Yes, some transliterations produce a "\n" -- but just a few, and only
with good reason.  Note that the value of newline ("\n") varies
from platform to platform -- see L<perlport/perlport>.

=item *

Some Unicode characters may transliterate to nothing (i.e., empty string).

=item *

Very many Unicode characters transliterate to multi-character sequences.
E.g., Han character 0x5317 transliterates as the four-character string
"Bei ".

=item *

Within these constraints, I may change the transliteration of characters
in future versions.  For example, if someone convinces me that
the Armenian letter at 0x0539, currently transliterated as "T`", would
be better transliterated as "D", I may well make that change.

=back

=head1 DESIGN GOALS AND CONSTRAINTS

Text::Unidecode is meant to be a transliterator-of-last resort,
to be used once you've decided that you can't just display the
Unicode data as is, and once you've decided you don't have a
more clever, language-specific transliterator available.  It
transliterates context-insensitively -- that is, a given character is
replaced with the same US-ASCII (7-bit ASCII) character or characters,
no matter what the surrounding character are.

The main reason I'm making Text::Unidecode work with only
context-insensitive substitution is that it's fast, dumb, and
straightforward enough to be feasable.  It doesn't tax my
(quite limited) knowledge of world languages.  It doesn't require
me writing a hundred lines of code to get the Thai syllabification
right (and never knowing whether I've gotten it wrong, because I
don't know Thai), or spending a year trying to get Text::Unidecode
to use the ChaSen algorithm for Japanese, or trying to write heuristics
for telling the difference between Japanese, Chinese, or Korean, so
it knows how to transliterate any given Uni-Han glyph.  And
moreover, context-insensitive substitution is still mostly useful,
but still clearly couldn't be mistaken for authoritative.

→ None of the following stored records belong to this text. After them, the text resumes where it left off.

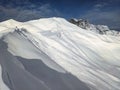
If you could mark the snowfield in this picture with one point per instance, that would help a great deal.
(53, 54)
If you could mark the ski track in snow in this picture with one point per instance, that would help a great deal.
(92, 58)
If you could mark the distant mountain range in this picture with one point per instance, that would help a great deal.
(101, 29)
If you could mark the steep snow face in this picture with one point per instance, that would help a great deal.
(65, 48)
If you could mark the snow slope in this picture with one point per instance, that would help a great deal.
(53, 54)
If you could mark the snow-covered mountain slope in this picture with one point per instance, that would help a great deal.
(53, 54)
(101, 29)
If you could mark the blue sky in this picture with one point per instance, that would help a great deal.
(96, 11)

Text::Unidecode is an example of the 80/20 rule in
action -- you get 80% of the usefulness using just 20% of a
"real" solution.

A "real" approach to transliteration for any given language can
involve such increasingly tricky contextual factors as these

=over

=item The previous / preceding character(s)

What a given symbol "X" means, could
depend on whether it's followed by a consonant, or by vowel, or
by some diacritic character.

=item Syllables

A character "X" at end of a syllable could mean something
different from when it's at the start -- which is especially problematic
when the language involved doesn't explicitly mark where one syllable
stops and the next starts.

=item Parts of speech

What "X" sounds like at the end of a word,
depends on whether that word is a noun, or a verb, or what.

=item Meaning

By semantic context, you can tell that this ideogram "X" means "shoe"
(pronounced one way) and not "time" (pronounced another),
and that's how you know to transliterate it one way instead of the other.

=item Origin of the word

"X" means one thing in loanwords and/or placenames (and
derivatives thereof), and another in native words.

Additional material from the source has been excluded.